According to an investigation by Conor Ryan, investigative reporter with the Irish Examiner, Lowry failed to declare to the Dáil land he co-owns in Wigan, which the paper says is linked to a blackmail allegation investigated by the Moriarty Tribunal.
Speaking on Tipp FM today, Lowry said that the “the reality is that piece of land has sat still there for the last 11 years ” and has not provided any rental income. According to the Examiner, the site is registered in Lowry’s name and the name of his business partner Liam Carroll.
Lowry said the site “has been relcaimed by nature” and is “worthless” as it stands at the moment.

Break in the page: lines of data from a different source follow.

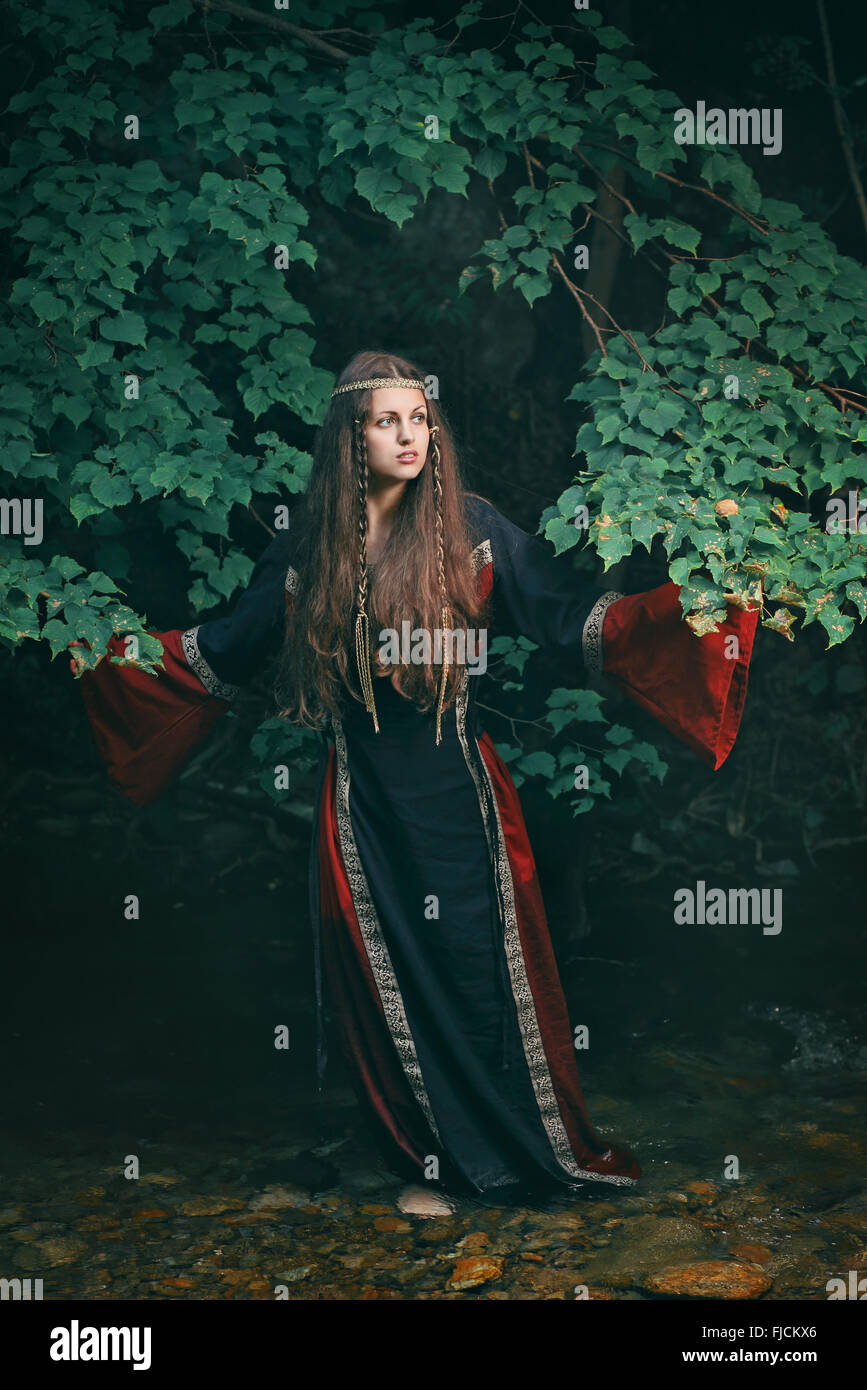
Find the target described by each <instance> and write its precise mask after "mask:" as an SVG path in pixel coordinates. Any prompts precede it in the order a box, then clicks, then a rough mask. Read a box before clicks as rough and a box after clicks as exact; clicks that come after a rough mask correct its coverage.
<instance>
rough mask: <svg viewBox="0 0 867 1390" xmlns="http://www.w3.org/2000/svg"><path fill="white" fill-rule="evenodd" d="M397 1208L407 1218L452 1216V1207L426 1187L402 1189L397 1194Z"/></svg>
mask: <svg viewBox="0 0 867 1390" xmlns="http://www.w3.org/2000/svg"><path fill="white" fill-rule="evenodd" d="M397 1207H399V1209H400V1211H402V1212H404V1213H406V1215H407V1216H452V1215H453V1213H454V1205H453V1204H452V1202H450V1201H449V1200H447V1198H446V1197H440V1195H439V1194H438V1193H433V1191H431V1190H429V1188H427V1187H415V1186H413V1187H404V1188H403V1190H402V1191H400V1193H399V1194H397Z"/></svg>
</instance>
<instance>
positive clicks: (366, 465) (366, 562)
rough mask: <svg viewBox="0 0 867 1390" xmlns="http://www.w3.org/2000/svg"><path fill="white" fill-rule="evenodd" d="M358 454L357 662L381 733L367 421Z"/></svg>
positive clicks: (364, 693)
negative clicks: (370, 612) (368, 520)
mask: <svg viewBox="0 0 867 1390" xmlns="http://www.w3.org/2000/svg"><path fill="white" fill-rule="evenodd" d="M354 455H356V467H357V475H358V556H360V563H358V592H357V613H356V666H357V669H358V684H360V687H361V695H363V698H364V708H365V709H367V712H368V714H372V719H374V728H375V731H377V733H379V721H378V719H377V702H375V699H374V680H372V676H371V666H370V627H368V619H367V581H368V571H367V441H365V438H364V424H363V421H361V420H358V418H357V417H356V420H354Z"/></svg>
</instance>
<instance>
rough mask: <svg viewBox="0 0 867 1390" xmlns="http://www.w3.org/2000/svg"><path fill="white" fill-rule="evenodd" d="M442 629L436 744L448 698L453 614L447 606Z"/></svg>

He said that last year Wigan council put out a development plan for the area, but he was told it was highly unlikely that his land would be included. He said the land is on the periphery of the plan. “It is in the general area but not in the specific area,” he explained.
That plan for that area is still under review. Lowry said they have made “no detailed submission of any description” on the land. He did say that if it was included in the development plan, which will happen next year or the year after, it would have a value and then he would have to include it in his interest.
Asked why he bought the land in 2001, he said “it looked like a good idea at the time and maybe it will be a good idea”. Lowry said that maybe in the next 5 – 10 years the land might be rezoned.
If it was rezoned in the future it would have a value and it would be declared.
The article reports that the land was probed by the Moriarty Tribunal, and that the agent, Kevin Phelan, was paid a finder’s fee of £65,000 stg. Lowry said that Phelan was paid the money because it was he who put together the various options which included in the region of around 8 – 10 landholders, and was paid for input into all the properties.
The Moriarty report found that the Tribunal was informed that the fees paid to Phelan were intended to draw a line under his involvement in the Vineacre project. Vineacre was a UK property company owned by Carroll and Lowry which has since been dissolved.